Informed by current demand in the labor market, today we are announcing the availability of an additional 35,000 H-2B visas that will help to support American businesses and expand legal pathways for workers seeking to come to the United States, https://t.co/8AC5e94gFX
— Secretary Alejandro Mayorkas (@SecMayorkas) March 31, 2022
The visas will allow employers to temporarily hire foreign workers for nonagricultural work or services in the U.S., according to DHS. Employers eligible for the program must have a legitimate reason why they can’t hire American workers.
“The H-2B program permits employers to temporarily hire noncitizens to perform nonagricultural labor or services in the United States. The employment must be for a limited period of time, such as a one-time occurrence, seasonal, or intermittent need. Employers seeking to hire H-2B workers must take a series of steps to test the U.S. labor market,” DHS said in a press release.

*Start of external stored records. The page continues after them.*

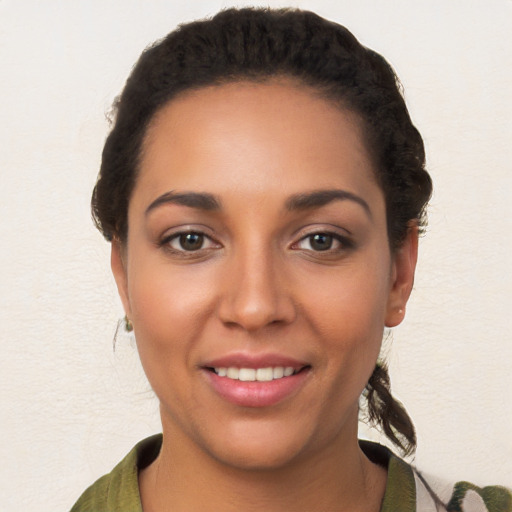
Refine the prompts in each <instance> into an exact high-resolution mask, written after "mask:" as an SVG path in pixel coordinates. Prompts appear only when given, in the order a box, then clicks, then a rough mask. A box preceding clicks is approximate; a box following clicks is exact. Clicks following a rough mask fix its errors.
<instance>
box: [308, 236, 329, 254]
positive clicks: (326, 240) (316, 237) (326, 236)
mask: <svg viewBox="0 0 512 512" xmlns="http://www.w3.org/2000/svg"><path fill="white" fill-rule="evenodd" d="M308 238H309V245H310V246H311V249H313V250H314V251H328V250H329V249H331V248H332V243H333V241H334V237H333V236H332V235H329V234H327V233H316V234H315V235H311V236H309V237H308Z"/></svg>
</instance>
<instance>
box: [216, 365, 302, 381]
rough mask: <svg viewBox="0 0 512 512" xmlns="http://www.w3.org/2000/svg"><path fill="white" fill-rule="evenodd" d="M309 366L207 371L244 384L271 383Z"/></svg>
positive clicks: (232, 366)
mask: <svg viewBox="0 0 512 512" xmlns="http://www.w3.org/2000/svg"><path fill="white" fill-rule="evenodd" d="M308 368H309V366H308V365H306V366H302V367H299V368H294V367H293V366H268V367H265V368H238V367H236V366H227V367H226V366H217V367H207V370H209V371H211V372H213V373H215V374H216V375H218V376H219V377H225V378H226V379H232V380H238V381H242V382H271V381H273V380H278V379H284V378H286V377H291V376H293V375H297V374H298V373H300V372H302V371H305V370H306V369H308Z"/></svg>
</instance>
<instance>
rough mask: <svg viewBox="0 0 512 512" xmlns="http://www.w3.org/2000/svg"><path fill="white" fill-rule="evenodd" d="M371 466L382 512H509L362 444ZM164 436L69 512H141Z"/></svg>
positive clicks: (154, 441) (508, 493)
mask: <svg viewBox="0 0 512 512" xmlns="http://www.w3.org/2000/svg"><path fill="white" fill-rule="evenodd" d="M360 444H361V448H362V449H363V451H364V452H365V454H366V455H367V456H368V458H369V459H370V460H372V461H373V462H375V463H376V464H380V465H382V466H384V467H386V468H387V471H388V480H387V484H386V491H385V494H384V499H383V502H382V508H381V512H512V491H510V490H508V489H506V488H505V487H500V486H491V487H483V488H481V487H477V486H476V485H473V484H470V483H469V482H457V483H456V484H447V483H446V482H441V481H439V480H436V479H434V478H430V477H425V476H423V475H422V474H421V473H419V472H418V471H417V470H415V469H414V468H413V467H411V466H410V465H409V464H407V463H406V462H404V461H403V460H402V459H400V458H398V457H396V456H395V455H394V454H393V453H391V452H390V451H389V450H388V449H387V448H385V447H383V446H381V445H378V444H375V443H370V442H369V441H361V442H360ZM161 445H162V435H161V434H158V435H156V436H152V437H149V438H148V439H145V440H144V441H141V442H140V443H138V444H137V445H136V446H135V448H133V450H132V451H131V452H130V453H129V454H128V455H127V456H126V457H125V458H124V459H123V460H122V461H121V462H120V463H119V464H118V465H117V466H116V467H115V468H114V469H113V470H112V472H110V473H109V474H107V475H105V476H103V477H101V478H100V479H99V480H97V481H96V482H95V483H94V484H93V485H91V487H89V488H88V489H87V490H86V491H85V492H84V493H83V494H82V496H81V497H80V499H79V500H78V501H77V502H76V503H75V505H74V506H73V508H72V509H71V512H119V511H122V512H142V506H141V501H140V494H139V486H138V472H139V470H140V469H143V468H145V467H147V466H148V465H149V464H151V462H153V461H154V460H155V458H156V457H157V456H158V453H159V451H160V447H161Z"/></svg>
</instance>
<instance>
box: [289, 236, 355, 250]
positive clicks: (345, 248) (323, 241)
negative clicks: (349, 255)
mask: <svg viewBox="0 0 512 512" xmlns="http://www.w3.org/2000/svg"><path fill="white" fill-rule="evenodd" d="M351 247H352V244H351V242H350V241H349V240H347V239H346V238H345V237H343V236H341V235H338V234H336V233H329V232H321V231H320V232H318V233H311V234H310V235H307V236H305V237H304V238H302V239H301V240H299V241H298V242H297V244H295V246H294V248H295V249H301V250H303V251H309V252H327V251H329V252H330V253H333V252H336V253H338V252H342V251H344V250H345V249H349V248H351Z"/></svg>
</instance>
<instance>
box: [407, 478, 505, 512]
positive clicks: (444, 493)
mask: <svg viewBox="0 0 512 512" xmlns="http://www.w3.org/2000/svg"><path fill="white" fill-rule="evenodd" d="M414 474H415V478H416V482H417V483H416V487H417V496H418V498H420V497H423V499H424V500H425V501H427V500H428V497H429V496H430V498H431V500H433V501H436V498H437V499H438V500H439V503H441V504H442V505H443V506H444V508H441V509H440V510H447V511H448V512H512V490H510V489H507V488H506V487H503V486H499V485H490V486H486V487H480V486H478V485H476V484H473V483H470V482H465V481H461V482H454V483H453V482H446V481H442V480H439V479H436V478H434V477H431V476H424V475H422V474H421V473H420V472H419V471H417V470H414ZM439 503H438V504H439ZM418 510H421V509H420V508H418ZM434 510H436V509H434Z"/></svg>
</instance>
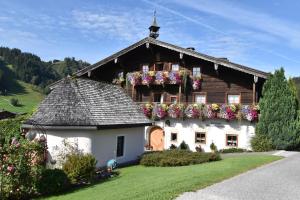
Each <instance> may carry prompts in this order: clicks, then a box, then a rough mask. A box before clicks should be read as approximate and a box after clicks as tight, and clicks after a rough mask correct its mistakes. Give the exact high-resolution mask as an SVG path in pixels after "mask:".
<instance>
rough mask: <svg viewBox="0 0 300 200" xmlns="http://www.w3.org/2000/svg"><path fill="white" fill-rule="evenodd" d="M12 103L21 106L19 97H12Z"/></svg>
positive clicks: (12, 104)
mask: <svg viewBox="0 0 300 200" xmlns="http://www.w3.org/2000/svg"><path fill="white" fill-rule="evenodd" d="M10 104H11V105H13V106H20V102H19V99H16V98H11V99H10Z"/></svg>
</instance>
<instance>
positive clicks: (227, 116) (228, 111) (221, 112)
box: [220, 104, 238, 121]
mask: <svg viewBox="0 0 300 200" xmlns="http://www.w3.org/2000/svg"><path fill="white" fill-rule="evenodd" d="M237 111H238V108H237V106H235V105H233V104H232V105H222V106H221V108H220V116H221V118H223V119H226V120H228V121H230V120H234V119H235V118H236V113H237Z"/></svg>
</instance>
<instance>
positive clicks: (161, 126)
mask: <svg viewBox="0 0 300 200" xmlns="http://www.w3.org/2000/svg"><path fill="white" fill-rule="evenodd" d="M169 120H170V122H171V123H170V126H168V125H166V124H165V121H166V120H164V121H159V122H156V123H155V124H156V125H158V126H160V127H162V128H163V129H164V132H165V136H164V145H165V149H168V148H169V147H170V146H171V144H174V145H176V146H179V144H180V143H181V142H182V141H185V142H186V143H187V144H188V145H189V147H190V149H191V150H193V151H195V148H196V146H199V145H200V146H201V147H202V149H204V150H205V151H206V152H209V151H210V144H211V143H212V142H214V144H215V145H216V146H217V148H218V149H226V148H232V147H233V146H227V144H226V135H236V136H237V140H238V141H237V144H238V146H237V147H238V148H244V149H248V150H251V145H250V140H251V138H252V137H253V136H254V133H255V123H250V122H247V121H230V122H227V121H224V120H205V121H200V120H196V119H186V120H178V119H169ZM146 130H147V128H146ZM146 132H147V131H146ZM195 132H204V133H205V134H206V142H205V144H203V143H196V142H195ZM171 133H177V140H176V141H171ZM145 139H146V140H148V135H147V134H146V135H145Z"/></svg>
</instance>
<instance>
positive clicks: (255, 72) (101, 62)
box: [75, 37, 269, 79]
mask: <svg viewBox="0 0 300 200" xmlns="http://www.w3.org/2000/svg"><path fill="white" fill-rule="evenodd" d="M146 43H149V44H152V45H157V46H160V47H164V48H167V49H170V50H173V51H177V52H179V53H183V54H184V55H189V56H192V57H196V58H199V59H203V60H206V61H210V62H213V63H217V64H218V65H221V66H224V67H228V68H232V69H235V70H238V71H241V72H244V73H248V74H252V75H255V76H258V77H260V78H264V79H266V78H267V76H268V75H269V73H266V72H263V71H260V70H257V69H254V68H250V67H247V66H244V65H240V64H236V63H233V62H230V61H229V60H225V59H222V58H216V57H212V56H208V55H205V54H202V53H199V52H196V51H194V50H191V49H186V48H183V47H179V46H176V45H173V44H169V43H166V42H162V41H159V40H157V39H153V38H151V37H146V38H144V39H142V40H140V41H139V42H137V43H135V44H133V45H130V46H129V47H127V48H125V49H123V50H121V51H119V52H117V53H115V54H113V55H111V56H109V57H107V58H105V59H103V60H101V61H99V62H97V63H95V64H93V65H90V66H88V67H86V68H83V69H82V70H80V71H78V72H76V73H75V75H77V76H81V75H83V74H86V73H87V72H88V71H91V70H94V69H96V68H98V67H100V66H102V65H104V64H106V63H108V62H110V61H113V60H114V59H115V58H118V57H120V56H122V55H124V54H126V53H127V52H129V51H132V50H134V49H136V48H137V47H139V46H142V45H144V44H146Z"/></svg>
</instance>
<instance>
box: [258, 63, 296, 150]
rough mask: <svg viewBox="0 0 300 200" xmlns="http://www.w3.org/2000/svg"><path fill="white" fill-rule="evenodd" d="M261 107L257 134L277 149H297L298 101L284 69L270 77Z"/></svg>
mask: <svg viewBox="0 0 300 200" xmlns="http://www.w3.org/2000/svg"><path fill="white" fill-rule="evenodd" d="M259 106H260V110H261V116H260V119H259V122H258V123H257V126H256V134H257V135H263V136H266V137H267V138H269V139H270V140H271V142H272V144H273V145H274V147H275V148H276V149H294V148H297V147H298V146H299V143H300V140H299V138H300V133H299V131H298V130H297V100H296V96H295V93H294V92H293V90H292V89H291V87H290V84H289V83H288V81H287V79H286V78H285V75H284V70H283V68H281V69H280V70H277V71H275V73H274V75H270V76H269V78H268V80H267V81H266V83H265V84H264V87H263V91H262V98H261V100H260V102H259Z"/></svg>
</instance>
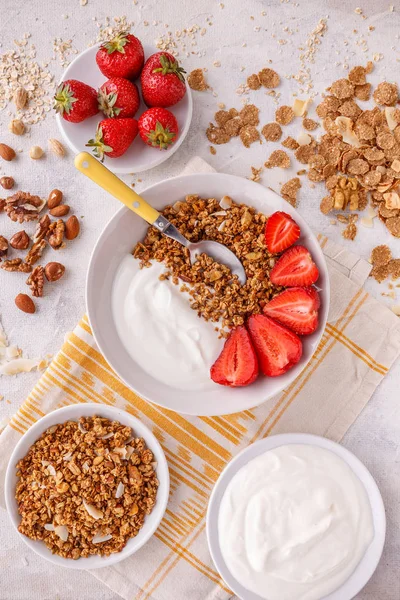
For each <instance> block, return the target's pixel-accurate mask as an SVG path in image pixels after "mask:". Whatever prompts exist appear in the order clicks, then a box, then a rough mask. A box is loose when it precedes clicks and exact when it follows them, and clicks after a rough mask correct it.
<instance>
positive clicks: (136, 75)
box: [96, 32, 144, 79]
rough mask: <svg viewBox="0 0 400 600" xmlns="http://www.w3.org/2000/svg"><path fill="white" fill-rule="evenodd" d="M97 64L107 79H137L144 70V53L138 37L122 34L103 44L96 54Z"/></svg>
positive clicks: (116, 36) (125, 33) (126, 34)
mask: <svg viewBox="0 0 400 600" xmlns="http://www.w3.org/2000/svg"><path fill="white" fill-rule="evenodd" d="M96 62H97V66H98V67H99V69H100V71H101V72H102V73H103V75H105V76H106V77H108V78H110V77H125V78H126V79H136V77H138V76H139V74H140V71H141V70H142V68H143V63H144V51H143V46H142V44H141V42H140V40H138V38H137V37H135V36H134V35H131V34H130V33H126V32H122V33H119V34H118V35H116V36H115V38H113V39H112V40H110V41H109V42H106V43H105V44H102V45H101V46H100V48H99V49H98V51H97V54H96Z"/></svg>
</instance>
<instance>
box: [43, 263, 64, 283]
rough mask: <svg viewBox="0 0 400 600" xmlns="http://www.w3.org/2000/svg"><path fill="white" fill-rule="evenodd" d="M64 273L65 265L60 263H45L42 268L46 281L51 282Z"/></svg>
mask: <svg viewBox="0 0 400 600" xmlns="http://www.w3.org/2000/svg"><path fill="white" fill-rule="evenodd" d="M64 273H65V267H64V265H62V264H61V263H55V262H52V263H47V265H46V266H45V268H44V274H45V275H46V279H47V281H50V282H53V281H58V280H59V279H61V277H62V276H63V275H64Z"/></svg>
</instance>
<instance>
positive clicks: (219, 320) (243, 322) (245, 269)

“They must provide certification from the Department of Labor that proves there are not enough U.S. workers who are able, willing, qualified, and available to do the temporary work for which they seek a prospective foreign worker, and that employing the H-2B workers will not adversely affect the wages and working conditions of similarly employed U.S. workers,” the agency added.
Of the 35,000 visas, 23,500 of them will be available for returning workers who were granted the visas in the last three fiscal years and 11,500 of them will be given to workers from Haiti, Honduras, Guatemala, and El Salvador, DHS said.